Die Kriterien für die Anerkennung eines Verbands, sozusagen „würdig“ zu sein, den Presseausweis zu erteilen, sind noch nicht bekannt geworden. Aber wenn es ein einheitlicher Ausweis sein soll, wird es mit der Vielfalt bei den Vergabekriterien dann wohl vorbei sein.

Die Kritiker nehmen die Richtung des Prozesses dementsprechend vorweg und mutmaßen, für nebenberufliche Journalisten und Blogger solle es wohl schwerer gemacht werden, einen Ausweis zu erhalten.

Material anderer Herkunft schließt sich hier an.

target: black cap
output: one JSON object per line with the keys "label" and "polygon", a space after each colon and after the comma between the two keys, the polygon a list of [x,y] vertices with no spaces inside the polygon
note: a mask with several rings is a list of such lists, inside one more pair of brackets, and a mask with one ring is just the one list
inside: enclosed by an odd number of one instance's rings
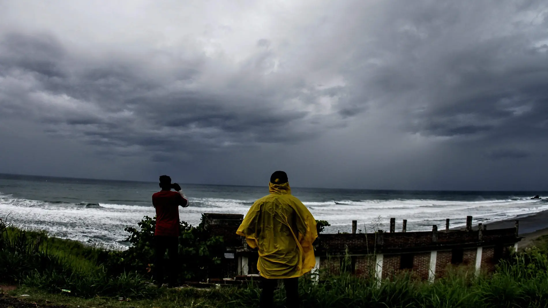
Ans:
{"label": "black cap", "polygon": [[270,176],[270,182],[273,184],[287,183],[287,174],[283,171],[276,171]]}
{"label": "black cap", "polygon": [[167,175],[161,175],[159,180],[161,184],[168,185],[171,184],[171,178]]}

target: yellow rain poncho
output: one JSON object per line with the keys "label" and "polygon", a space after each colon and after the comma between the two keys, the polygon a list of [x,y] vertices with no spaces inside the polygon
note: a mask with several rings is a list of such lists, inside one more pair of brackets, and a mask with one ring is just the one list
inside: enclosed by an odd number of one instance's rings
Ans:
{"label": "yellow rain poncho", "polygon": [[270,194],[249,209],[236,233],[258,247],[257,269],[267,278],[300,277],[316,264],[312,243],[318,237],[316,220],[289,183],[269,183]]}

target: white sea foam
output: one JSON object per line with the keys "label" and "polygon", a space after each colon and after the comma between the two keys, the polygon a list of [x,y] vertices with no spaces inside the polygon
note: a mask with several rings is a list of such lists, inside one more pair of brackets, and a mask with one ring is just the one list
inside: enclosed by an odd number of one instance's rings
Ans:
{"label": "white sea foam", "polygon": [[[191,206],[180,208],[181,220],[199,223],[203,213],[245,214],[254,200],[191,198]],[[350,231],[351,221],[358,221],[358,229],[370,228],[372,221],[381,216],[387,225],[391,217],[399,223],[407,219],[408,230],[431,229],[432,224],[444,225],[452,219],[452,226],[464,225],[466,215],[475,222],[510,219],[523,214],[548,210],[548,203],[528,198],[505,198],[475,201],[451,201],[424,199],[389,200],[331,200],[304,202],[317,219],[328,221],[327,232]],[[135,226],[144,216],[154,216],[150,206],[132,204],[48,202],[15,198],[0,193],[0,216],[10,214],[9,221],[31,229],[45,230],[53,235],[90,243],[123,247],[127,236],[125,226]]]}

Ein Backlash also, wo anderenorts die Blogger Relations blühen. Ein weiteres analoges Rückzugsgefecht, das versucht, das Publizieren und die Angehörigkeit zu den Publizisten wieder exklusiv zu machen, was aber nicht gelingen kann, denn das ist es schon lange nicht mehr.

Folglich wird der neue Presseausweis durch so einen Kurswechsel nicht an Wert gewinnen, sondern, im Gegenteil, an Wert verlieren. In einer Welt ohne Gatekeeper ist am Ende nicht der Ausweis der Nachweis der publizistischen Tätigkeit, sondern das Blog, das Social-Media-Profil oder allgemein: die dementsprechende authentische Aktivität im Netz. Das sogenannte Soziale, für jeden unmittelbar nachvollziehbar, was schreibt er denn, ersetzt einen externen Beleg endgültig. Der Versuch, den Kontrollverlust wett zu machen und die entglittene Deutungshoheit zurück zu gewinnen, wird fehl laufen – wenn es so kommen sollte.